ECLI:NL:CRVB:2021:2699
Centrale Raad van Beroep
- Hoger beroep
- Rechtspraak.nl
Hoger beroep inzake WIA-beoordeling en geschiktheid voor arbeid
In deze zaak gaat het om een hoger beroep van appellant tegen de uitspraak van de rechtbank Limburg, waarin werd geoordeeld dat het Uitvoeringsinstituut werknemersverzekeringen (Uwv) appellant terecht met ingang van 7 maart 2019 in staat heeft geacht tot het verrichten van zijn arbeid. Appellant, die eerder als hovenier werkzaam was, had zich op 17 juni 2016 ziek gemeld en ontving na afloop van de wachttijd geen recht op een WIA-uitkering, omdat hij minder dan 35% arbeidsongeschikt werd geacht. Na een nieuwe ziekmelding in januari 2019, werd appellant per 7 maart 2019 geschikt geacht voor de functie van medewerker intern transport. Appellant was het niet eens met deze beoordeling en stelde dat er extra beperkingen waren die niet waren meegenomen in de functionele mogelijkhedenlijst (FML). De rechtbank had in haar uitspraak de gronden van appellant afdoende besproken en het beroep ongegrond verklaard.

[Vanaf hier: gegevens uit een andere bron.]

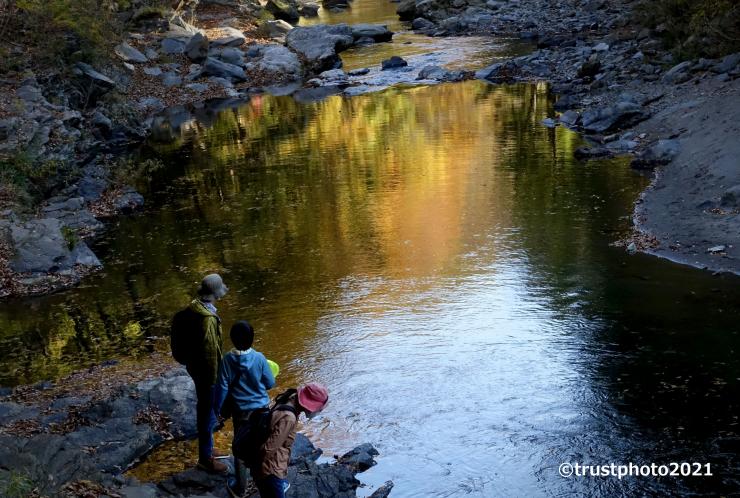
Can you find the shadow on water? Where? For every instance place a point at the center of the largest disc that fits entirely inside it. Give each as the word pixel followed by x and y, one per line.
pixel 437 257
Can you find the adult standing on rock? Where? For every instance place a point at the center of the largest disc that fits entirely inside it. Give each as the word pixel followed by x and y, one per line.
pixel 197 343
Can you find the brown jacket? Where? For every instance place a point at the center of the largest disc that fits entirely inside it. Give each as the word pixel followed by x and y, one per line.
pixel 275 454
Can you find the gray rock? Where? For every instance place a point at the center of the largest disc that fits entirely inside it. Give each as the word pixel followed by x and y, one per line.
pixel 365 41
pixel 549 122
pixel 501 72
pixel 360 458
pixel 620 115
pixel 197 48
pixel 678 73
pixel 275 29
pixel 129 54
pixel 73 214
pixel 230 55
pixel 233 38
pixel 151 103
pixel 31 93
pixel 278 63
pixel 589 69
pixel 321 44
pixel 378 32
pixel 215 67
pixel 406 10
pixel 197 87
pixel 129 201
pixel 359 72
pixel 727 64
pixel 308 9
pixel 383 491
pixel 586 153
pixel 570 118
pixel 421 24
pixel 660 153
pixel 222 82
pixel 83 256
pixel 39 247
pixel 441 74
pixel 287 10
pixel 334 77
pixel 179 28
pixel 96 78
pixel 153 71
pixel 731 197
pixel 102 122
pixel 173 46
pixel 566 102
pixel 171 79
pixel 395 62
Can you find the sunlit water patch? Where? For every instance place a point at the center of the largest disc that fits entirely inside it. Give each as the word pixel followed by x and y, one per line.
pixel 437 258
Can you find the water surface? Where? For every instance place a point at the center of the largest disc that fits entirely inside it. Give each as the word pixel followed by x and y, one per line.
pixel 437 258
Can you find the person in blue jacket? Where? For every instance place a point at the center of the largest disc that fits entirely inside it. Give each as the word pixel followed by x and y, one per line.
pixel 245 375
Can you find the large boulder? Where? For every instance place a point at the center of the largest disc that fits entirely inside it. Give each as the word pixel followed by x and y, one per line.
pixel 232 55
pixel 308 9
pixel 129 54
pixel 441 74
pixel 378 32
pixel 500 72
pixel 96 83
pixel 406 10
pixel 613 117
pixel 287 10
pixel 197 48
pixel 276 63
pixel 220 69
pixel 321 44
pixel 232 37
pixel 275 29
pixel 679 73
pixel 660 153
pixel 40 246
pixel 73 214
pixel 395 62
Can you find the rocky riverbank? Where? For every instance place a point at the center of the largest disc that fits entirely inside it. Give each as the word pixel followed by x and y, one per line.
pixel 68 133
pixel 79 436
pixel 617 85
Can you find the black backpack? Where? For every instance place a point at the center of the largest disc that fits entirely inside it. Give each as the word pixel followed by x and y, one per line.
pixel 186 336
pixel 254 432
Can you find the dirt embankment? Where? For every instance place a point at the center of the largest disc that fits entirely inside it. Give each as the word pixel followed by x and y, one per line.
pixel 693 205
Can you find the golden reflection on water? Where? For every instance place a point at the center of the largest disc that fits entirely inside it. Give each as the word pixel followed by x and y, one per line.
pixel 424 252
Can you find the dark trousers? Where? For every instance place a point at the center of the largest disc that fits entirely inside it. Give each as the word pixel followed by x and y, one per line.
pixel 206 418
pixel 271 487
pixel 240 470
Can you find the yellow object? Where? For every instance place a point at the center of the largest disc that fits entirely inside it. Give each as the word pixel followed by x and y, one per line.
pixel 274 367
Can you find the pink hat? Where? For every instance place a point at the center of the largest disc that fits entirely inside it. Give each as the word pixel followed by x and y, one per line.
pixel 313 397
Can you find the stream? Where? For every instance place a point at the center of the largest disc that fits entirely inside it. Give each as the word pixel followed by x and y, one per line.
pixel 437 258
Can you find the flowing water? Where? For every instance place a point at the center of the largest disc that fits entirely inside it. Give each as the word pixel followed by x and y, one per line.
pixel 436 257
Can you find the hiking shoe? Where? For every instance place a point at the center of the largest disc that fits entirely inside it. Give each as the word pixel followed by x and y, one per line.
pixel 234 490
pixel 213 466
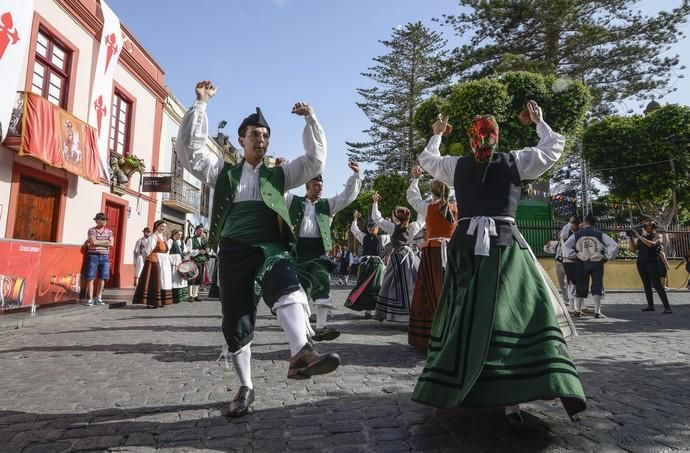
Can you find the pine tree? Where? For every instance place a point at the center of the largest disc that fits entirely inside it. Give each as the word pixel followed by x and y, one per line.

In hoger beroep herhaalde appellant zijn eerdere argumenten, maar de Centrale Raad van Beroep oordeelde dat de rechtbank op goede gronden had geoordeeld. De Raad onderschreef de overwegingen van de rechtbank en concludeerde dat de arts bezwaar en beroep voldoende had onderbouwd dat appellant op de datum in geding geschikt was voor de geselecteerde functies. De Raad oordeelde dat er geen nieuwe gegevens of argumenten waren die de eerdere medische beoordeling in twijfel trokken. De uitspraak van de rechtbank werd bevestigd, en het verzoek om schadevergoeding werd afgewezen.